Je vous rappelle aussi ce que nous avons réussi à faire, à la demande de Conseillers de Paris qui s'étaient exprimés ici concernant les conditions déplorables d'accès des étudiants étrangers quand ils voulaient obtenir leur carte de séjour dans le 15e arrondissement dans ce petit bureau exigu où la queue commençait à 4 heures du matin. Nous avons donc en collaboration avec la Préfecture de police ouvert à côté de cette cellule d'accueil à la Cité internationale, c'est-à-dire de façon mitoyenne sur 300 mètres carrés, les bureaux de la Préfecture pour établir les cartes de séjour des primo arrivants. Il faut vous dire que cette année 19.000 étudiants ont pu être accueillis, alors que l'année d'avant c'était 11.000 sans qu'à un seul moment il y ait eu la queue. Or avant, c'était 11.000 seulement accueillis avec des queues déplorables. Donc, je peux vous dire que dans ce domaine nous avons fait beaucoup, et c'est reconnu dans la communauté universitaire.
Vous demandez que l'on soutienne un projet universitaire, dont le pilote est Paris III. Le Secrétaire général de Paris III m'a contacté la semaine dernière, et demain matin il rencontre mon directeur de cabinet pour commencer à travailler. Vous pensez bien qu'avant d'accepter que la Ville s'engage sur un projet, j'ai besoin, parce que je suis obligé d'être responsable, de savoir ce qu'il demande à la Ville, combien d'argent, quels sont les réels partenaires, combien chaque partenaire met. Donc si vous me demandez : "Est-ce que c'est un beau projet ?", je vous répondrai : C'est un très beau projet. Il permettra de favoriser la mobilité que nous encouragerons déjà avec les bourses ERASMUS, il permettra aussi aux étudiants étrangers de mieux s'intégrer ici parce que très souvent leurs études sont handicapées par des difficultés dans la langue française. Donc c'est un projet qui est bon pour les deux, et ceux qui le lancent sont aussi des partenaires très fiables.
Pour moi, il est clair qu'à partir du moment où le dossier qui me sera présenté et que je ne connais pas est facilement montable avec l'aide de Paris... Par exemple, vous ne faites pas référence à ce qui m'a été demandé par le Secrétaire général de Paris III, de l'aider notamment en termes d'infrastructures parce qu'il y a besoin de 3.000 mètres carrés. Je ne sais pas si c'est ça qu'il attend ou une subvention. En tout cas, ma réponse est claire : sur le principe, c'est un excellent projet, je ferai tout pour que la Ville s'engage à soutenir ce projet. Quant aux modalités concrètes de cette aide financière ou en locaux, à son montant, je ne peux pas dire aujourd'hui ce que nous ferons.

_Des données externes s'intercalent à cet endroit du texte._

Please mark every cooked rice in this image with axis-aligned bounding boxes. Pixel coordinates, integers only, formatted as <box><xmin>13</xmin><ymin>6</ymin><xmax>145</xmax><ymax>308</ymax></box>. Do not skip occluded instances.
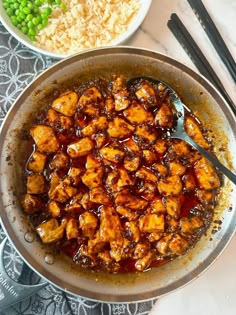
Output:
<box><xmin>36</xmin><ymin>0</ymin><xmax>140</xmax><ymax>54</ymax></box>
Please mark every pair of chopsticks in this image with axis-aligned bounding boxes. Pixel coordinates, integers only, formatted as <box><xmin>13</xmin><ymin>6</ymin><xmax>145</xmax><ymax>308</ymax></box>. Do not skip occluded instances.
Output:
<box><xmin>167</xmin><ymin>0</ymin><xmax>236</xmax><ymax>115</ymax></box>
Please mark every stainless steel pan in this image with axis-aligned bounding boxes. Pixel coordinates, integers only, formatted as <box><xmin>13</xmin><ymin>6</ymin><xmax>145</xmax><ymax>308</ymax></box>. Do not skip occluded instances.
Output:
<box><xmin>0</xmin><ymin>47</ymin><xmax>236</xmax><ymax>302</ymax></box>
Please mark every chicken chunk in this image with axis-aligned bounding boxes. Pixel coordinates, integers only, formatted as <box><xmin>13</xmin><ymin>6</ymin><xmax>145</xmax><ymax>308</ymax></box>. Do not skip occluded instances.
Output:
<box><xmin>48</xmin><ymin>200</ymin><xmax>62</xmax><ymax>218</ymax></box>
<box><xmin>107</xmin><ymin>117</ymin><xmax>135</xmax><ymax>139</ymax></box>
<box><xmin>81</xmin><ymin>167</ymin><xmax>103</xmax><ymax>188</ymax></box>
<box><xmin>184</xmin><ymin>116</ymin><xmax>209</xmax><ymax>149</ymax></box>
<box><xmin>115</xmin><ymin>190</ymin><xmax>148</xmax><ymax>211</ymax></box>
<box><xmin>27</xmin><ymin>151</ymin><xmax>47</xmax><ymax>173</ymax></box>
<box><xmin>155</xmin><ymin>104</ymin><xmax>174</xmax><ymax>128</ymax></box>
<box><xmin>52</xmin><ymin>91</ymin><xmax>78</xmax><ymax>116</ymax></box>
<box><xmin>100</xmin><ymin>145</ymin><xmax>125</xmax><ymax>163</ymax></box>
<box><xmin>81</xmin><ymin>116</ymin><xmax>108</xmax><ymax>137</ymax></box>
<box><xmin>89</xmin><ymin>187</ymin><xmax>111</xmax><ymax>205</ymax></box>
<box><xmin>135</xmin><ymin>251</ymin><xmax>153</xmax><ymax>271</ymax></box>
<box><xmin>143</xmin><ymin>150</ymin><xmax>157</xmax><ymax>165</ymax></box>
<box><xmin>157</xmin><ymin>175</ymin><xmax>182</xmax><ymax>196</ymax></box>
<box><xmin>166</xmin><ymin>196</ymin><xmax>182</xmax><ymax>218</ymax></box>
<box><xmin>152</xmin><ymin>139</ymin><xmax>168</xmax><ymax>154</ymax></box>
<box><xmin>79</xmin><ymin>87</ymin><xmax>102</xmax><ymax>108</ymax></box>
<box><xmin>50</xmin><ymin>151</ymin><xmax>69</xmax><ymax>170</ymax></box>
<box><xmin>21</xmin><ymin>194</ymin><xmax>43</xmax><ymax>214</ymax></box>
<box><xmin>139</xmin><ymin>213</ymin><xmax>165</xmax><ymax>233</ymax></box>
<box><xmin>194</xmin><ymin>158</ymin><xmax>220</xmax><ymax>190</ymax></box>
<box><xmin>180</xmin><ymin>216</ymin><xmax>203</xmax><ymax>234</ymax></box>
<box><xmin>66</xmin><ymin>218</ymin><xmax>79</xmax><ymax>240</ymax></box>
<box><xmin>99</xmin><ymin>206</ymin><xmax>123</xmax><ymax>245</ymax></box>
<box><xmin>67</xmin><ymin>137</ymin><xmax>94</xmax><ymax>158</ymax></box>
<box><xmin>36</xmin><ymin>218</ymin><xmax>67</xmax><ymax>244</ymax></box>
<box><xmin>135</xmin><ymin>166</ymin><xmax>158</xmax><ymax>183</ymax></box>
<box><xmin>116</xmin><ymin>206</ymin><xmax>139</xmax><ymax>221</ymax></box>
<box><xmin>123</xmin><ymin>103</ymin><xmax>154</xmax><ymax>125</ymax></box>
<box><xmin>49</xmin><ymin>181</ymin><xmax>78</xmax><ymax>203</ymax></box>
<box><xmin>135</xmin><ymin>84</ymin><xmax>157</xmax><ymax>105</ymax></box>
<box><xmin>26</xmin><ymin>174</ymin><xmax>47</xmax><ymax>195</ymax></box>
<box><xmin>30</xmin><ymin>125</ymin><xmax>60</xmax><ymax>153</ymax></box>
<box><xmin>67</xmin><ymin>167</ymin><xmax>84</xmax><ymax>186</ymax></box>
<box><xmin>124</xmin><ymin>155</ymin><xmax>140</xmax><ymax>172</ymax></box>
<box><xmin>169</xmin><ymin>161</ymin><xmax>186</xmax><ymax>176</ymax></box>
<box><xmin>125</xmin><ymin>221</ymin><xmax>140</xmax><ymax>243</ymax></box>
<box><xmin>135</xmin><ymin>125</ymin><xmax>157</xmax><ymax>144</ymax></box>
<box><xmin>150</xmin><ymin>197</ymin><xmax>166</xmax><ymax>214</ymax></box>
<box><xmin>79</xmin><ymin>211</ymin><xmax>98</xmax><ymax>239</ymax></box>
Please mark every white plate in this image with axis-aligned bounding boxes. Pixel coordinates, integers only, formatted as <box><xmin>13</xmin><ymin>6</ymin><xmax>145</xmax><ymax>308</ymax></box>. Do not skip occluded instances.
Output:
<box><xmin>0</xmin><ymin>0</ymin><xmax>152</xmax><ymax>59</ymax></box>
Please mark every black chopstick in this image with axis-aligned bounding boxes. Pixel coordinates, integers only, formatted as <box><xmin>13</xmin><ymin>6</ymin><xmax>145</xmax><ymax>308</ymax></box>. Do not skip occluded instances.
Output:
<box><xmin>167</xmin><ymin>13</ymin><xmax>236</xmax><ymax>115</ymax></box>
<box><xmin>187</xmin><ymin>0</ymin><xmax>236</xmax><ymax>82</ymax></box>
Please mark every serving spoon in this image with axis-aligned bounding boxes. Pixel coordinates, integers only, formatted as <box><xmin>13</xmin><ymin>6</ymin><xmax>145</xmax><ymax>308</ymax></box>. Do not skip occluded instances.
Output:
<box><xmin>127</xmin><ymin>76</ymin><xmax>236</xmax><ymax>185</ymax></box>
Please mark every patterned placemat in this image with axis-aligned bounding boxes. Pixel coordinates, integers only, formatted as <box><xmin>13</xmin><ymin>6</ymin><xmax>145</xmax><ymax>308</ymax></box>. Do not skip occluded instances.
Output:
<box><xmin>0</xmin><ymin>24</ymin><xmax>155</xmax><ymax>315</ymax></box>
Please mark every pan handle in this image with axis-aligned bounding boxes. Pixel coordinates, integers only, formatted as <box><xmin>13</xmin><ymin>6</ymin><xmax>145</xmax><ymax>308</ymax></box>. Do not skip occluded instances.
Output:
<box><xmin>0</xmin><ymin>238</ymin><xmax>48</xmax><ymax>311</ymax></box>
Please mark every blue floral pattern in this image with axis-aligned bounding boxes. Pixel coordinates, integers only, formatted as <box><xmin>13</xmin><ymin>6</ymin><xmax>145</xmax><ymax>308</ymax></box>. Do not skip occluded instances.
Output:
<box><xmin>0</xmin><ymin>24</ymin><xmax>155</xmax><ymax>315</ymax></box>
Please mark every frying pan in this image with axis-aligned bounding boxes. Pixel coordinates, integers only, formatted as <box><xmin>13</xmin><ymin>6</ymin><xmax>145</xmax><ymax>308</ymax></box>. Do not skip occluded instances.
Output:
<box><xmin>0</xmin><ymin>47</ymin><xmax>236</xmax><ymax>303</ymax></box>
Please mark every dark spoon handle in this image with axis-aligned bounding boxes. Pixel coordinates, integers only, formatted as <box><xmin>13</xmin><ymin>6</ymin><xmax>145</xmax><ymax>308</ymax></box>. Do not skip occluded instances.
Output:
<box><xmin>176</xmin><ymin>132</ymin><xmax>236</xmax><ymax>185</ymax></box>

M. Christian SAUTTER, adjoint, président. - Mais vous avez dit beaucoup. La réponse était claire mais si Mme MARTINET veut rajouter trois mots, elle le peut. Je suis trop faible.

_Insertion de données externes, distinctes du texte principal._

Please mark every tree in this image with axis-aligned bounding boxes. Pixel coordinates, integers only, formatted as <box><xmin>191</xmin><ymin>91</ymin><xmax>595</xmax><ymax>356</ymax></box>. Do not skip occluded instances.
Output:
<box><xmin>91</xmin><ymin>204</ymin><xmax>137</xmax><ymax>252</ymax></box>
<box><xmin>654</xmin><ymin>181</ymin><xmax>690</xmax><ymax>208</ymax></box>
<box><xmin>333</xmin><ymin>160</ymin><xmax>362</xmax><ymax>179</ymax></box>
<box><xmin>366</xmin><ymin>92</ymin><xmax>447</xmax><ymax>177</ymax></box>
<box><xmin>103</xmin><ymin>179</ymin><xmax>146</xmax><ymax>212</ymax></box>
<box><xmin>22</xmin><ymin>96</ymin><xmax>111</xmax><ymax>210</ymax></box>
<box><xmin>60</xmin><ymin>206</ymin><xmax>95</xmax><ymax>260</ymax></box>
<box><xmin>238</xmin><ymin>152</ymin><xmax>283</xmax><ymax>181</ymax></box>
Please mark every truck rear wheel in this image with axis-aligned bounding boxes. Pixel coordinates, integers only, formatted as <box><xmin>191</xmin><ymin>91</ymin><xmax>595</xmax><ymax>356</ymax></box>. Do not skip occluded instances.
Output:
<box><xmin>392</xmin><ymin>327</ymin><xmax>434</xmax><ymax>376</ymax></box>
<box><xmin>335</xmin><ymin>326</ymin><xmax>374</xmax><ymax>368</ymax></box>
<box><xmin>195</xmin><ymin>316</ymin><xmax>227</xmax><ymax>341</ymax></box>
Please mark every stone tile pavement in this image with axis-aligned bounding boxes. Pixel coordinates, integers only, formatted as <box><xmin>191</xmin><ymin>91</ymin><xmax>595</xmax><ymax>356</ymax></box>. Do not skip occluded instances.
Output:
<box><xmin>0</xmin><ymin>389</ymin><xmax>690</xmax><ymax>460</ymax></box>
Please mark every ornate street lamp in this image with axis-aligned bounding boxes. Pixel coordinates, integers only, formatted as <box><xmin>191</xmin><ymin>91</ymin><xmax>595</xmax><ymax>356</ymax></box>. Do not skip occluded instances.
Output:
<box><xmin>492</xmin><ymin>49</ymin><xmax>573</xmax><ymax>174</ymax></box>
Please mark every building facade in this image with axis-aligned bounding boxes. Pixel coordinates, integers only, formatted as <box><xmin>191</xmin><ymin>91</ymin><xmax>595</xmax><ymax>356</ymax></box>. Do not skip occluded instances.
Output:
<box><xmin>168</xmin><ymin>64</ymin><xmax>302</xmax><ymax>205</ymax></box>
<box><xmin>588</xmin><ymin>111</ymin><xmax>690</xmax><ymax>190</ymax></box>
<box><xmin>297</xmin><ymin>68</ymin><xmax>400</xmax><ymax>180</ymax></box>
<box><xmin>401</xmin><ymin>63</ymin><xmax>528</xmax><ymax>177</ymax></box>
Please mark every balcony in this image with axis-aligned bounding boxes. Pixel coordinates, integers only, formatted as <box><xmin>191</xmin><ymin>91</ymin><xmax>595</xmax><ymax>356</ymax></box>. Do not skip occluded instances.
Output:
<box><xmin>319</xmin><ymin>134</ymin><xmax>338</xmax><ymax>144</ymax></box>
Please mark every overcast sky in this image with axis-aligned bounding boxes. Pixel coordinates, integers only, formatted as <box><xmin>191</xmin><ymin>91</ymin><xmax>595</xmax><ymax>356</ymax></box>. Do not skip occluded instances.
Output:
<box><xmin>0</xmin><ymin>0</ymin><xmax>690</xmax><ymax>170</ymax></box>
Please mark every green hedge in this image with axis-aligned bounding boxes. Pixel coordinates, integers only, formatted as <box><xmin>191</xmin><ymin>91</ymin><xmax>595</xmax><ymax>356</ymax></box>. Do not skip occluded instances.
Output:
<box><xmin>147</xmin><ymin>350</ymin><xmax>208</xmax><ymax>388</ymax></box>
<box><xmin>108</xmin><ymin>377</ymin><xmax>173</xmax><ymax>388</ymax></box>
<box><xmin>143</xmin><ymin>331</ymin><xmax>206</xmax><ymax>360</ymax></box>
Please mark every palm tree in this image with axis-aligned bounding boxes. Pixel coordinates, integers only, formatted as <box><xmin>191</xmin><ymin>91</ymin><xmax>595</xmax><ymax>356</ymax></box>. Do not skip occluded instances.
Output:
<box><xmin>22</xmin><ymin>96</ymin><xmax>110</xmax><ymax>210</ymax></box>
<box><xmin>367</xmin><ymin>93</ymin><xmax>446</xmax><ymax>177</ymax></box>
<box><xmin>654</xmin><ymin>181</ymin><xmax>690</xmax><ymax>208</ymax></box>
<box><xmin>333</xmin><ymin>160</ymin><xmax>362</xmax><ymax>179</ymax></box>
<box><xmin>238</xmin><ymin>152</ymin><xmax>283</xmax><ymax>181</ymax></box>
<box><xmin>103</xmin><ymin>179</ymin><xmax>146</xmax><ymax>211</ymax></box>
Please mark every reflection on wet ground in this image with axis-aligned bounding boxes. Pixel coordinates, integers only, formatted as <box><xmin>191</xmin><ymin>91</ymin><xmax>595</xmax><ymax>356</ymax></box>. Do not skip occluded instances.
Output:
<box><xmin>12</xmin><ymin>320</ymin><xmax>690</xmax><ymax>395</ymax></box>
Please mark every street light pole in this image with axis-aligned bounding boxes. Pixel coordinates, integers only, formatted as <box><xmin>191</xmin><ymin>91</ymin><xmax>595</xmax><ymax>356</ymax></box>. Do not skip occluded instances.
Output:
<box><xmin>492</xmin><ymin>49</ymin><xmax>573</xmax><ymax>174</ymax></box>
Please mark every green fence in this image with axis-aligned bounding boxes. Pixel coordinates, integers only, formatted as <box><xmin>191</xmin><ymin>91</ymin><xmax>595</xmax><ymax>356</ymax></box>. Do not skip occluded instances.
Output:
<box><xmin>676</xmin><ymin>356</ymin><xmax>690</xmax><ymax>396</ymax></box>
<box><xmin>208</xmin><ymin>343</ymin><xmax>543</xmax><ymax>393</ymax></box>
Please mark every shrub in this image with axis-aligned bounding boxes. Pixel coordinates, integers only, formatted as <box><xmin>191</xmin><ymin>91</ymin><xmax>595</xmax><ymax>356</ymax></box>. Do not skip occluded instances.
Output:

Mme Marie-Pierre MARTINET. - Très rapidement.
Je ne remettais pas en cause le travail qui avait été fait. J'ai souligné ce qui avait été fait auparavant et me réjouissais des subventions qui étaient accordées aux cellules d'accueil. Je n'ai peut-être pas été assez claire là-dessus.

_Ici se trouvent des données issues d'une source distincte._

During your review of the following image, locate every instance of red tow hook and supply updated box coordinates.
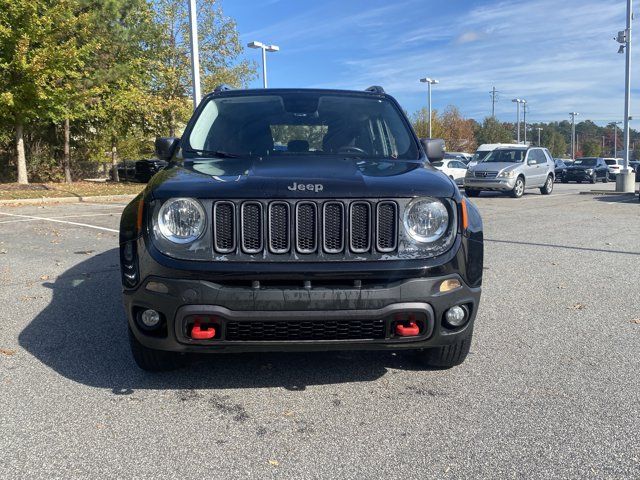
[396,322,420,337]
[191,320,216,340]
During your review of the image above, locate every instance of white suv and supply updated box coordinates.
[464,145,555,198]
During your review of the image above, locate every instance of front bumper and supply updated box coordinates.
[464,177,516,192]
[124,274,480,353]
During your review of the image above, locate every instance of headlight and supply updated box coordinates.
[404,197,449,243]
[158,198,207,243]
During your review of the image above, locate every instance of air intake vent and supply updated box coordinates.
[349,202,371,253]
[269,202,291,253]
[241,202,262,254]
[322,202,345,253]
[213,202,236,253]
[376,202,398,252]
[296,202,318,253]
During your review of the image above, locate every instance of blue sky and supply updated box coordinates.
[222,0,640,123]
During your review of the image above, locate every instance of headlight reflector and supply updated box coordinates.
[404,197,449,243]
[158,198,207,243]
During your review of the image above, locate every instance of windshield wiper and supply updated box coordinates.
[187,149,252,158]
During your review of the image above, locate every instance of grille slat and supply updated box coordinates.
[213,202,236,253]
[240,202,262,254]
[226,320,385,342]
[376,202,398,253]
[269,202,291,254]
[296,202,318,253]
[349,202,371,253]
[322,202,345,253]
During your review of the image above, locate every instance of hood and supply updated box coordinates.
[149,156,456,199]
[472,162,522,173]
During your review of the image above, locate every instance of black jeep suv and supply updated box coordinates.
[120,87,483,370]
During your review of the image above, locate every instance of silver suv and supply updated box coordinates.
[464,146,555,198]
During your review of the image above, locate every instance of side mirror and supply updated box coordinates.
[155,137,180,161]
[420,138,444,162]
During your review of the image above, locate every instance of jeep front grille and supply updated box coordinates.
[212,200,399,260]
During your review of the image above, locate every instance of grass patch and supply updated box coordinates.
[0,182,145,200]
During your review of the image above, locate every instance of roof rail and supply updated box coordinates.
[213,83,233,93]
[365,85,385,94]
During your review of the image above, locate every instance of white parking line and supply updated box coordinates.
[0,212,118,233]
[0,212,121,225]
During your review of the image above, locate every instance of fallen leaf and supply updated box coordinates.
[567,303,585,310]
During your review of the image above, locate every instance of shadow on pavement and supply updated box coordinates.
[19,249,420,394]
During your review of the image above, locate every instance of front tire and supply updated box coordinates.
[540,175,553,195]
[129,327,184,372]
[417,335,472,369]
[510,177,524,198]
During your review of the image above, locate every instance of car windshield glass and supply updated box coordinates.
[573,158,598,167]
[483,148,527,163]
[184,92,419,160]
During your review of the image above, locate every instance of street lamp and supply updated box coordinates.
[569,112,580,160]
[420,78,440,138]
[247,42,280,88]
[189,0,201,110]
[511,98,527,143]
[616,0,635,192]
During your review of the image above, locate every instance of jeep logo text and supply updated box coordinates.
[287,182,324,193]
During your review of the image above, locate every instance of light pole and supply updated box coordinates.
[613,122,623,158]
[522,100,527,144]
[420,78,440,138]
[569,112,580,160]
[511,98,522,143]
[247,42,280,88]
[616,0,635,192]
[189,0,201,110]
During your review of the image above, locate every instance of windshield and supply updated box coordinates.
[573,158,598,167]
[184,92,419,160]
[483,148,527,163]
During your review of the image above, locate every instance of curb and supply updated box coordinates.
[0,195,136,206]
[580,190,638,196]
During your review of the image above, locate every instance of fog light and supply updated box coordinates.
[440,278,462,293]
[444,305,467,327]
[140,309,160,328]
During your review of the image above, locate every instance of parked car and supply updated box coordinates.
[464,145,555,198]
[444,152,473,165]
[562,157,610,183]
[431,158,467,185]
[135,158,167,183]
[120,87,483,370]
[467,143,523,167]
[553,158,567,182]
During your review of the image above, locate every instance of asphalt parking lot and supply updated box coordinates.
[0,184,640,478]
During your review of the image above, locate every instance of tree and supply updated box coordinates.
[151,0,255,136]
[476,117,513,145]
[0,0,91,184]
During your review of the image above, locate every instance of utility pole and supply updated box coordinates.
[420,77,440,138]
[189,0,201,110]
[616,0,635,192]
[569,112,580,160]
[522,100,529,144]
[511,98,522,143]
[490,87,498,118]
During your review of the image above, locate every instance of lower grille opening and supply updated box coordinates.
[226,319,385,342]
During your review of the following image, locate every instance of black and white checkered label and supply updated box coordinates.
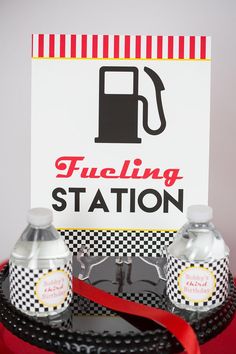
[10,261,72,314]
[58,229,176,257]
[167,255,229,307]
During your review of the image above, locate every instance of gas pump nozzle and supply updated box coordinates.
[138,66,166,135]
[95,66,166,143]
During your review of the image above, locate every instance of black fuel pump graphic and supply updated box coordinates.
[95,66,166,143]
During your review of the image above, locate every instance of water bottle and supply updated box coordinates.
[167,205,229,311]
[9,208,72,316]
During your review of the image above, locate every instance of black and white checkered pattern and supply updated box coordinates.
[58,229,176,257]
[167,255,229,307]
[9,261,72,314]
[71,293,164,316]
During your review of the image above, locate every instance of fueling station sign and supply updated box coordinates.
[31,34,210,256]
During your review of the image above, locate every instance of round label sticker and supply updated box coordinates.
[178,267,216,302]
[35,270,69,307]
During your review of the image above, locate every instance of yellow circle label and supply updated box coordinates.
[35,270,69,307]
[178,266,216,302]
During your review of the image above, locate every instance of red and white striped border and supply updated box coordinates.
[32,34,211,60]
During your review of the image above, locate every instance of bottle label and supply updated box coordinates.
[167,255,229,307]
[10,261,72,313]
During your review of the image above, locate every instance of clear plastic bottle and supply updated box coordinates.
[10,208,72,316]
[167,205,229,311]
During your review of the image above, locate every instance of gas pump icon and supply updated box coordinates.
[95,66,166,143]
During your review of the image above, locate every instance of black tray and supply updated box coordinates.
[0,257,236,354]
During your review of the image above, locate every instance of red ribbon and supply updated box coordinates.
[73,278,200,354]
[0,261,200,354]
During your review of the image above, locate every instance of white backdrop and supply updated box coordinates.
[0,0,236,274]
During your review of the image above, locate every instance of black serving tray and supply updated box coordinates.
[0,257,236,354]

Deuxièmement, j'attirais l'attention de la Municipalité et en particulier celle de M. ASSOULINE sur ce projet, puisque j'en ai eu connaissance siégeant au sein de Paris III à l'Institut de linguistique et phonétique générales appliquées.
Le jugeant pertinent, je me permettais d'attirer l'attention de notre Assemblée pour demander à ce qu'un regard bienveillant puisse lui être accordé. C'était l'objet de mon intervention.
M. Christian SAUTTER, adjoint, président. - Merci, Madame MARTINET. Tant de courtoisie et on se croirait à la Chambre des communes.
Je mets aux voix, à main levée, le projet de délibération DASCO 35.
Qui est pour ?
Qui est contre ?
Qui s'abstient ?
Le projet de délibération est adopté. (2004, DASCO 35).